Konuyla ilgili çalışan gazeteci ve uluslararası uzman Tamme De Leur de yaptığı sunumda, insan ticaretinin yaşandığı bölgelerdeki çalışmalarını anlatarak, mağdurların yaşadıklarını televizyonlarda anlatmalarıyla toplumda farkındalık yaratıldığını ve başka kişilerin de aynı duruma düşmesinin engellendiğini ifade etti.
- Göçmen kaçakçılığı ve insan ticareti
Göçmen kaçakçılığı ve insan ticaretinin suç olduğunu vurgulayan
De Leur, "İkisi de karlı bir iş. İnsan ticaretinde insanlar zorla
çalıştılıyor. Kaçakçılıkta sınır geçişi söz konusu. İnsan
ticaretinde ise sınır olmak zorunda değil. İnsan kaçakçısını
kurtarıcı olarak görenler, para verip 'kurtulduk' derler.
Kaçakçılık devlete karşı işlenen suçtur." değerlendirmesinde
bulundu.
Hollanda'da, cinsel hizmet sunulan belli bölgelere polisle
gittiklerini ve araştırma yaptıklarını belirten De Leur, buralarda
çalıştırılan insan ticareti mağdurlarına ilişkin fotoğraf ve
görüntülerin medyada yer almasının kabul edilemez olduğunu,
görüştüğü mağdurları da basında yüzlerinin görünmesine izin
vermemeleri konusunda uyardığını kaydetti.
- İnsan ticaretinden hüküm giyen Şaban Baran örneği
De Leur, insan ticareti suçuyla ilgili, Hollanda ve Türk vatandaşı Şaban Baran örneğini verdi. Kendisine aşık ettiği kadınları fuhuşa sürüklediği belirlenen Şaban Baran'ın Hollanda'da yargılandığı davada 7 yıl 9 ay hapis cezası aldığını anlatan De Leur, "bebeği olduğu" gerekçesiyle Türkiye'ye gelen Baran'ın Hollanda'ya dönmediğini söyledi.
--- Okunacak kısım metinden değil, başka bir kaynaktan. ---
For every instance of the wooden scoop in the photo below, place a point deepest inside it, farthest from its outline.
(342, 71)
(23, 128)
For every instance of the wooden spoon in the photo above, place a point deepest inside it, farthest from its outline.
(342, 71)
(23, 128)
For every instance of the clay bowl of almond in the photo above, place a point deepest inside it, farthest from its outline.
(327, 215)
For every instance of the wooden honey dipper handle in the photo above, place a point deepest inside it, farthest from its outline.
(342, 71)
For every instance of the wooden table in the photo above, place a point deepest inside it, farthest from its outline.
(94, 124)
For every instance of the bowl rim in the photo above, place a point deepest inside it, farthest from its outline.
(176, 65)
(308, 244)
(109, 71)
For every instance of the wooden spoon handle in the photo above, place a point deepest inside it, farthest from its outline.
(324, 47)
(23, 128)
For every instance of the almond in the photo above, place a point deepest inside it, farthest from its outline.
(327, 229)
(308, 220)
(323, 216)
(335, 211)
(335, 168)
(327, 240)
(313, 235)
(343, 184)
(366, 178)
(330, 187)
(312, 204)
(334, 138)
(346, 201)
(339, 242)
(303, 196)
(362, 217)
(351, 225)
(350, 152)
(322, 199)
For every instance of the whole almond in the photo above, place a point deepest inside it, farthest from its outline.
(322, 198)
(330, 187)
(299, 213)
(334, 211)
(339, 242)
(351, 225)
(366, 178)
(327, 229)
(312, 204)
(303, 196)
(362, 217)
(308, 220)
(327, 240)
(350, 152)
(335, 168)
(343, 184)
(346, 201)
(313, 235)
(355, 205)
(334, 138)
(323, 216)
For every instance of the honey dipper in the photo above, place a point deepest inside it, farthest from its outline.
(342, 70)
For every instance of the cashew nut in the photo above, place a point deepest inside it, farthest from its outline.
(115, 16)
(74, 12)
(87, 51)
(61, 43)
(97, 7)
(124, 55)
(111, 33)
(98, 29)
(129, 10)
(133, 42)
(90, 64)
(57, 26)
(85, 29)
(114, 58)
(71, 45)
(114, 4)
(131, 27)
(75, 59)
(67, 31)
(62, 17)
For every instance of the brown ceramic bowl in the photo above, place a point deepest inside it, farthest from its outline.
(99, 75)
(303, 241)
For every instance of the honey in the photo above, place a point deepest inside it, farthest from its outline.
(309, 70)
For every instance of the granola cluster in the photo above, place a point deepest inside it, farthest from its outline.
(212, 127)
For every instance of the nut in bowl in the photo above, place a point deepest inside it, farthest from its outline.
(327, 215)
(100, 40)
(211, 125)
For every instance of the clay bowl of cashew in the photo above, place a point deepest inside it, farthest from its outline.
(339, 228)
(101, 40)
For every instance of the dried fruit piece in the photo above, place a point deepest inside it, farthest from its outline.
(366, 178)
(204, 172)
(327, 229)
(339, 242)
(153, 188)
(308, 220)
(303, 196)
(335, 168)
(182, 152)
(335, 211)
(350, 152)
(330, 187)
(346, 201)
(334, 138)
De Leur'ün ardından Yargıtay Savcısı Rıfat Sagut da, davanın Türkiye ayağına ilişkin bilgi verdi. Hollanda'dan gerekli dosyalar temin edilerek davası Türkiye'de görülen Baran'ın fuhuşa sürüklediği yüzlerce kadın olduğunun tespit edildiğini ancak bunlardan 15'inin dava dosyasına yansıdığını belirten Sagut, davada Baran'ın yaklaşık 150 yılla cezalandırıldığını aktardı.
Tutuksuz yargılandığı davada cezasının kesinleştiğini öğrenen Baran'ın Antalya'dan Ukrayna'ya kaçtığını belirten Sagut, bu kişinin kırmızı bültenle arandığını bildirdi.
Üsküdar Üniversitesi Öğretim Üyesi Prof. Dr. Süleyman İrvan ise
"İnsan Ticareti ve Türk Medyası" başlıklı sunumunda özellikle fuhuş
operasyonlarına ilişkin haberlerde mağdurlara ilişkin "yakalandı"
yerine "kurtarıldı" ifadesinin kullanılmasının daha uygun olacağını
dile getirdi.
Konuyla ilgili haberlerde mağdur fotoğraflarının kullanılmasına karşılık faillerin fotoğraflarının kullanılmadığına dikkati çeken İrvan, insan ticareti konusunda haber örnekleri üzerinden doğru ve yanlış uygulamaları gösterdi.